Materials and Methods:
Patients with stage 3 or 4 lung cancer that had disease progression while on a clinical trial were retrospectively identified through our tumor imaging response database. Locations of disease progression were recorded and categorized as occurring within the chest, outside the chest (abdomen, pelvis, and brain), or both inside and outside the chest. Disease burden at the time of baseline scan was also categorized in this manner. Predictive accuracy of baseline imaging in detecting future progression was summarized using sensitivity and specificity, while the feasibility of baseline was summarized using positive and negative predictive values.

Results:
A total of 180 patients with 205 imaging timepoints enrolled in 52 clinical trials were identified. Twenty-two patients developed progression of disease while on more than one clinical trial; 19 had progression in two different trials and 3 in three different trials. All cases (150 of 150) with disease progression in the chest had disease in the chest at baseline. 73 of 80 (91%) cases with disease progression in the abdomen had disease in the abdomen at baseline, while 13 of 21 (62%) cases with progression in the pelvis had disease in the pelvis at baseline.
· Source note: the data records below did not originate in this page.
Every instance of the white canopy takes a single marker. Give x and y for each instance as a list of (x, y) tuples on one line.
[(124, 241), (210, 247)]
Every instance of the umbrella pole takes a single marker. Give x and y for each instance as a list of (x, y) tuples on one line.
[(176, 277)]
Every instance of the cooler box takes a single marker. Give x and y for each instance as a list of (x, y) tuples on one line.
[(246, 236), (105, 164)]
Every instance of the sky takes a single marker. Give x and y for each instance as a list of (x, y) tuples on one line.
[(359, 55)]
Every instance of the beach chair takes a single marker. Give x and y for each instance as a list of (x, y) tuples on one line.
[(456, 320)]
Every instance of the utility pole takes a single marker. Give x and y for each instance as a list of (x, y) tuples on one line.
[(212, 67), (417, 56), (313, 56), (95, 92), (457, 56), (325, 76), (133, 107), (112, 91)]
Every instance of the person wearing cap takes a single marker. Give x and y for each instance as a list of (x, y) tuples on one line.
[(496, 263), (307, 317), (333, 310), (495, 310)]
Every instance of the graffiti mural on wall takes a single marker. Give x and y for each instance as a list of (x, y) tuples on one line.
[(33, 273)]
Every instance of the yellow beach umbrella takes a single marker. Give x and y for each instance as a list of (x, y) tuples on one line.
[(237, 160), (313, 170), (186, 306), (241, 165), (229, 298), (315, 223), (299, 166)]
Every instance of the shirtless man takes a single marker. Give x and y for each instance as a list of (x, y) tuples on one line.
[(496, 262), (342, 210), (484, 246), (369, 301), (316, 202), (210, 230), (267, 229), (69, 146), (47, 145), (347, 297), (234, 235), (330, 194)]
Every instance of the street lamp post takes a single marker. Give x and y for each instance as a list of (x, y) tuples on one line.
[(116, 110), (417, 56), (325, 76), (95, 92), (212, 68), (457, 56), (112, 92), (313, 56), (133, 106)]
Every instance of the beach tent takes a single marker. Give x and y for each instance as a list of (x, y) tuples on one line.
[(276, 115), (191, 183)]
The positive predictive value of the CT pelvis at baseline was 27% (13/49) while the negative predictive value was 92% (92/100). Positive and negative predictive values of the abdominal CT at baseline were 70% (73/105) and 90% (63/70) respectively. Of 8 cases identified as disease-free in the pelvis on baseline CT, only 1 progressed exclusively in the pelvis. Similarly, of 7 cases that were disease-free on the baseline abdominal CT, only 2 progressed just in the abdomen. 252 of 269 (94%) scanned anatomic regions (chest, abdomen, pelvis, brain) with disease progression had disease in that region at baseline. If a body region was disease-free on the baseline scan, that region remained disease-free at the time of progression in 90% of cases.

Conclusion:
For patients with stage 3 and 4 lung cancer, anatomic location of disease on the baseline exam may be used to determine which body regions should be included on follow-up exams. Specifically, if no disease is detected in the pelvis at baseline, CT pelvis is unlikely to identify isolated progression on future follow-up imaging. Eliminating this region on follow-up scans will reduce patient radiation exposure and potentially reduce cost.